Testbericht: „Bipolar-facebook-Gruppen“

Selbsthilfe ist ein wichtiges Instrument in der Behandlung von Bipolarer Affektiver Störung. Nicht überall und in allen Regionen gibt es für Betroffene Selbsthilfegruppen. Was gibt es da im Internetzeitalter nichts nahe liegenderes, als in einem Sozialen Netzwerk nach Gleichgesinnten zu suchen bzw. sich mit anderen Betroffenen auszutauschen. Themenspezifische Gruppen in den Sozialen Netzwerken sind heutzutage nicht mehr wegzudenken. Das Größte dieser Sozialen Netzwerke ist facebook.

Wir wissen, dass viele Betroffene Bipolarer Erkrankungen Soziale Netzwerke meiden, da diese bei der Einen oder der Anderen Stimmungsschwankungen auslösen können. Sie bedeuten für manche Stress. Dennoch gibt es viele Betroffene die das nicht so empfinden und daher bewusst Hilfe in Gruppen sozialer Netzwerke aufsuchen. Sie haben also ihre Daseinsberechtigung.

Natürlich wissen wir auch, dass nur in realen Selbsthilfegruppen, durch persönliches Kennenlernen und direktes Beobachten, echtes Feedback zu Stimmungsbildern gegeben werden kann. Dennoch ist das in gewissem Rahmen auch dort möglich. In unserem Testzeitraum konnten wir beispielsweise beobachten, dass der Frühling bei Vielen derzeit hypomane Symptome auslöst, allen voran Schlafstörungen. Für Neulinge in den Gruppen waren hier Rückmeldungen nach Problemschilderung wertvoll – so, dass sie dies als „normales saisonales Symptom“ einordnen und einen Arzt/ eine Ärztin zur Linderung der Symptome aufsuchen konnten.

Auch eine echte Vertraulichkeit ist im Netz nur bedingt möglich. Trotzdem hat nicht Jede und Jeder Zugang oder die Möglichkeit eine Selbsthilfegruppe vor Ort zu besuchen. Oder diese trifft sich nicht im gewünschten Rhythmus. Da ist es für uns legitim, dass man sich anderweitig Hilfe sucht. Oder man ist einfach nur zum Zeitvertreib in den Gruppen.
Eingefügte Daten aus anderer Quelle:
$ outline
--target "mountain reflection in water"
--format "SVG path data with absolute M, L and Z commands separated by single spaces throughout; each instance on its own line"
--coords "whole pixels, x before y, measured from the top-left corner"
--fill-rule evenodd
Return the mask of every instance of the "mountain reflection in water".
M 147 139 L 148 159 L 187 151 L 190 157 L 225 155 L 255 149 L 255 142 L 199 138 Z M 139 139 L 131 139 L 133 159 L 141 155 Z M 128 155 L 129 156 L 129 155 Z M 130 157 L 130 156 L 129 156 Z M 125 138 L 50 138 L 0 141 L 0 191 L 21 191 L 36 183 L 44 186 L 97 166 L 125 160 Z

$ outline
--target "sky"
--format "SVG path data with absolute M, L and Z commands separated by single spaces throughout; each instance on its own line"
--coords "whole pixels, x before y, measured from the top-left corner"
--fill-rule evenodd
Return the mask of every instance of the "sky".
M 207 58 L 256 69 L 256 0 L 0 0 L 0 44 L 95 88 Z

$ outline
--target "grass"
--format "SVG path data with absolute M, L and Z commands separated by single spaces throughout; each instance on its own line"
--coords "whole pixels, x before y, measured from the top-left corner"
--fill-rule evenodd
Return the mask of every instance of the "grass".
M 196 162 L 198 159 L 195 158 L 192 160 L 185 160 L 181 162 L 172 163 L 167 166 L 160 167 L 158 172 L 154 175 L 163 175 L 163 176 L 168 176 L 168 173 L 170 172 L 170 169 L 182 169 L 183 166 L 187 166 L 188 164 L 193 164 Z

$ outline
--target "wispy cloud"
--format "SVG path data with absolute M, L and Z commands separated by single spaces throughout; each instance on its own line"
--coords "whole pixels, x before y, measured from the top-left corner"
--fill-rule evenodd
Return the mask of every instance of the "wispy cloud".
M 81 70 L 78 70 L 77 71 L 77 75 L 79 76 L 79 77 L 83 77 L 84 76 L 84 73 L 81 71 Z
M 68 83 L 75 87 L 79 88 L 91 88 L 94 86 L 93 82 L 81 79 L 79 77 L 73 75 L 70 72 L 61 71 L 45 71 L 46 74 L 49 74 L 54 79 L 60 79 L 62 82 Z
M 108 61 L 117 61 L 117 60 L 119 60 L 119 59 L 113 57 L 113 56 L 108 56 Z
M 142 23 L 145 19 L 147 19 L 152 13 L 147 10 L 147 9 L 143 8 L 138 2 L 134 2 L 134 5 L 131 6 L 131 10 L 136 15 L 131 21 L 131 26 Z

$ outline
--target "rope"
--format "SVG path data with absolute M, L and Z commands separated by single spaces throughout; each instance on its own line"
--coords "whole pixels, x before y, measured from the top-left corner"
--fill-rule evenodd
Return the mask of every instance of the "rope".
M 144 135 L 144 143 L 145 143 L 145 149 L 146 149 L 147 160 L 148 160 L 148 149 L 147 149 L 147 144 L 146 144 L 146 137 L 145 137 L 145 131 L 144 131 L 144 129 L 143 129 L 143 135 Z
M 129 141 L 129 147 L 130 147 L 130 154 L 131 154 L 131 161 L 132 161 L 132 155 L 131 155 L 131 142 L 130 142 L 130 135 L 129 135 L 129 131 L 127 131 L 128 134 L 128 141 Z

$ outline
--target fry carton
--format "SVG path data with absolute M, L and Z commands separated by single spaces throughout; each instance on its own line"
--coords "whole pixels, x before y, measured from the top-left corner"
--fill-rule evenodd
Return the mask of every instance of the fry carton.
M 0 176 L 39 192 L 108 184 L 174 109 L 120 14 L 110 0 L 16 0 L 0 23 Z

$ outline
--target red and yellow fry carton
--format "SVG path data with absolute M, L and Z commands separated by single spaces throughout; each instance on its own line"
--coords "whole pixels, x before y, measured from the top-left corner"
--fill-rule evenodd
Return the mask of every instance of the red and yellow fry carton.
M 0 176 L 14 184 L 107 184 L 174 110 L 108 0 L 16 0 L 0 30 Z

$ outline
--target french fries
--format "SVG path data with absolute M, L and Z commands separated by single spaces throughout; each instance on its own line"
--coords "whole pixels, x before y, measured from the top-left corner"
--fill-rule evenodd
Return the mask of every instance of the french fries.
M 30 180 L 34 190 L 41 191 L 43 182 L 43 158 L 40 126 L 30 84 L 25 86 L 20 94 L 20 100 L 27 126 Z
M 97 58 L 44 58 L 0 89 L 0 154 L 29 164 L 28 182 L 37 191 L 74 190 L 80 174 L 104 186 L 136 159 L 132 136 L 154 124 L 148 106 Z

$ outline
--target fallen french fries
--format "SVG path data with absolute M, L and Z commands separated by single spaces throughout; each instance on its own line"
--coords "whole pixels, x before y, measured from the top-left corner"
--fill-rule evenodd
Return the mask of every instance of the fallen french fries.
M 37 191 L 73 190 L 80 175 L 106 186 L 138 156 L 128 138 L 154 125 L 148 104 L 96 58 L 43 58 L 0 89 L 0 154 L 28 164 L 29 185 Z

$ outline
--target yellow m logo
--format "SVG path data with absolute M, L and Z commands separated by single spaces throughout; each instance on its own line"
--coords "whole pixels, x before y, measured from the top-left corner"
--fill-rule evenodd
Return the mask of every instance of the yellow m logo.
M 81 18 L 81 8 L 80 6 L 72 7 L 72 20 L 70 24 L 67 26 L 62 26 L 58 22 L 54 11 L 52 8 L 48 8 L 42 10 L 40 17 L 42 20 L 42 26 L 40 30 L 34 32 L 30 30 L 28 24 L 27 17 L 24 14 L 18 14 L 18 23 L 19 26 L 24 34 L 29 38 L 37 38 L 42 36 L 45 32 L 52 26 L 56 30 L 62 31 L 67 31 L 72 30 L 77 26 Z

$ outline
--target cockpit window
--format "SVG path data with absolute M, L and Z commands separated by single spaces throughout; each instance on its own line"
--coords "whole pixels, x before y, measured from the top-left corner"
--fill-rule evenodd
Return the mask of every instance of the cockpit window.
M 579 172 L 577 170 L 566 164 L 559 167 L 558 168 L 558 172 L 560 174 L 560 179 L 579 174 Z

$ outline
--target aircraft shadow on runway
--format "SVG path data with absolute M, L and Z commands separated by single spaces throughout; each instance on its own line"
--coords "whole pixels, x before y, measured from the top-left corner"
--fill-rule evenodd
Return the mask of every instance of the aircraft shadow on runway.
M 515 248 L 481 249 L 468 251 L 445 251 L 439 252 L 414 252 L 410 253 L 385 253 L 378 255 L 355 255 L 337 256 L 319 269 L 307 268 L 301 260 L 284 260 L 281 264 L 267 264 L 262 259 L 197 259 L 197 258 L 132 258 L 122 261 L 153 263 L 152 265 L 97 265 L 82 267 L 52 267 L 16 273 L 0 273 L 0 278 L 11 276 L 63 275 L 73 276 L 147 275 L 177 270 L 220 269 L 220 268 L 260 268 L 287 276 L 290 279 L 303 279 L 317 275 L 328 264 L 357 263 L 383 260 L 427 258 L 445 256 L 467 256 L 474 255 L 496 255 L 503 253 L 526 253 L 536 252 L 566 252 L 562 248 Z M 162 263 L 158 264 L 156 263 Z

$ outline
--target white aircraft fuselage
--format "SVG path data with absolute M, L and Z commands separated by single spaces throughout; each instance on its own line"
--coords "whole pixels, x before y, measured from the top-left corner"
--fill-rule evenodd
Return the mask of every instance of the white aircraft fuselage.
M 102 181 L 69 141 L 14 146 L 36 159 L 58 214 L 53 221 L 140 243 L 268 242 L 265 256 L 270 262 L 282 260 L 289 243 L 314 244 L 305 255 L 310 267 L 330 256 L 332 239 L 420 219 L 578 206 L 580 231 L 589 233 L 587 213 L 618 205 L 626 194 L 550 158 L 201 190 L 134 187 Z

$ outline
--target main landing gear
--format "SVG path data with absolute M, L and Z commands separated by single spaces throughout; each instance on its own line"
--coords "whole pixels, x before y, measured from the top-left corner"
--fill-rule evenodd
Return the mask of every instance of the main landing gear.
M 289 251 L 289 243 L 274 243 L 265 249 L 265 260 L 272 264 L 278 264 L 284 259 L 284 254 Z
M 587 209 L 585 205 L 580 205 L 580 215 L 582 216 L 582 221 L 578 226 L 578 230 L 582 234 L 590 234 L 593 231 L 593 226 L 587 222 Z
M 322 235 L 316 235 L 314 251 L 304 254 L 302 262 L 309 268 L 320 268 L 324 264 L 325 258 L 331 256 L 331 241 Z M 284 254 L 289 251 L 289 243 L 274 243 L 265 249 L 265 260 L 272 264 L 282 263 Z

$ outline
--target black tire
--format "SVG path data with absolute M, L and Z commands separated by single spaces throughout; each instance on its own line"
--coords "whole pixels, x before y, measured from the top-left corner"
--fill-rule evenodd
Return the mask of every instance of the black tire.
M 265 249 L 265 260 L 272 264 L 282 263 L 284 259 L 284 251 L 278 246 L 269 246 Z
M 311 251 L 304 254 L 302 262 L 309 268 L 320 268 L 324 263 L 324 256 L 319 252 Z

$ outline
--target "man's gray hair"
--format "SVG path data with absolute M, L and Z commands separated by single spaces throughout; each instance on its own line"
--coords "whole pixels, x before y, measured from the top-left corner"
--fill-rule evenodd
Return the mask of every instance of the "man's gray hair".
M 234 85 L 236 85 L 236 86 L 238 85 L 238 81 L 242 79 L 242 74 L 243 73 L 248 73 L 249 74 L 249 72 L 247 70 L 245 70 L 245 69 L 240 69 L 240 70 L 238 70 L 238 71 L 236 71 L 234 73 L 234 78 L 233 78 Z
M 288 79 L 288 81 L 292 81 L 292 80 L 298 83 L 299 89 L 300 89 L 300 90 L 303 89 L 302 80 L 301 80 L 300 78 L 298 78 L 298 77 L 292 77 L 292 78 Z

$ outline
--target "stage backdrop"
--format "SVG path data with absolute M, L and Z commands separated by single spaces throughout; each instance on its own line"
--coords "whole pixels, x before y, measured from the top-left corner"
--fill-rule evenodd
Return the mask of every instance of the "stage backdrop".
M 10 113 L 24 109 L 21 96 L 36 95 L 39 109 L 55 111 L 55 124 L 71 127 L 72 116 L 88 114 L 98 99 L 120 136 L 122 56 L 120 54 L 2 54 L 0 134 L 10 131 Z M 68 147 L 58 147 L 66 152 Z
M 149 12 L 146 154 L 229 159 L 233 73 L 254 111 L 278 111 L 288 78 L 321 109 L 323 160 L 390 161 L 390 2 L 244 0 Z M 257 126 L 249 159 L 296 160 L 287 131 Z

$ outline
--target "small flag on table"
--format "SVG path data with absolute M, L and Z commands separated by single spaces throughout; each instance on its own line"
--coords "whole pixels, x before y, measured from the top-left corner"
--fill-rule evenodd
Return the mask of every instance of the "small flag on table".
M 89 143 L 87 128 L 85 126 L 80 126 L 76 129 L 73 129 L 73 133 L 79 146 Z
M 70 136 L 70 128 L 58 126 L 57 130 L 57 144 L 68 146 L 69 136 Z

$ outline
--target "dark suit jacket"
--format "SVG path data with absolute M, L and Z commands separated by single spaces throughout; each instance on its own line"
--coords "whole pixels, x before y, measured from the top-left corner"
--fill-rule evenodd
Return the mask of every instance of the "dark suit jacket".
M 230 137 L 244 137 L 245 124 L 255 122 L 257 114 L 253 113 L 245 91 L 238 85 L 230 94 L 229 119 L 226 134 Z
Um sich mit Gleichgesinnten auszutauschen. Es gibt zahlreiche Gründe Themengruppen zur Bipolaren Affektiven Störung in facebook aufzusuchen.

Fünf Gruppen im Kurz-Test

Wir haben daher für Dich – egal welcher Motivation Du dabei folgst – fünf dieser Gruppen in facebook getestet und geben Dir einen Überblick als erste Orientierungshilfe. Eine weitere Gruppe mit psychischen Erkrankungen, die auch Bipolare Störung beinhaltet, haben wir mitbewertet. Nachfolgend ein erster Überblick zu den Gruppen.

Gruppen- Name Mgl. Mods Offen/geschlossen Besonderheiten Frequenz
Angehörige und Betroffene mit Bipolarer Störung (Manisch-Depressiv) 450 3 geschlossene Gruppe keine weniger los
Bipolare Störung 1.733 5 geschlossene Gruppe Runde am Kamin,
viel moderiert,
sehr viel los
Bipolare Störung Leben in Extremen 955 4 geschlossene Gruppe sehr liberal, Admins und Mods greifen selten ein viel los
Die bipolare Fähigkeit! Lösungsorientierte Gruppe. 310 4 geschlossene Gruppe Mr. Wochen-rückblick,
teils moderiert
weniger los
Manisch depressiv- und trotzdem lebensbejahend! 243 3 geschlossene Gruppe Keine sehr wenig los
Borderline, Depressionen, PTBS, Bipolare Störung, etc. 9.167 7 geschlossene Gruppe Mod-Posts sehr viel los

Stand: 02.04.2019

Ablehnende Haltung auf Anfragen von uns

Bei allen Gruppen ist uns aufgefallen, dass man auf unsere Anfrage mit Skepsis reagiert hat, eher ablehnend, zum Teil sogar schon abwehrend. Das bewerten wir positiv. Denn wir hatten unter anderem gefragt, ob wir aus den Gruppen berichten dürfen. Das ist natürlich ein absolutes No-Go für Menschen, die in geschlossenen Gruppen darauf vertrauen, dass geschlossen auch geschlossen bleibt. Daher gibt es hier für alle Gruppen ein Plus von uns.
(Anmerkung: „Bipolare Störung Leben in Extremen“ haben wir nicht angefragt, die Gruppe kam später im Test dazu.)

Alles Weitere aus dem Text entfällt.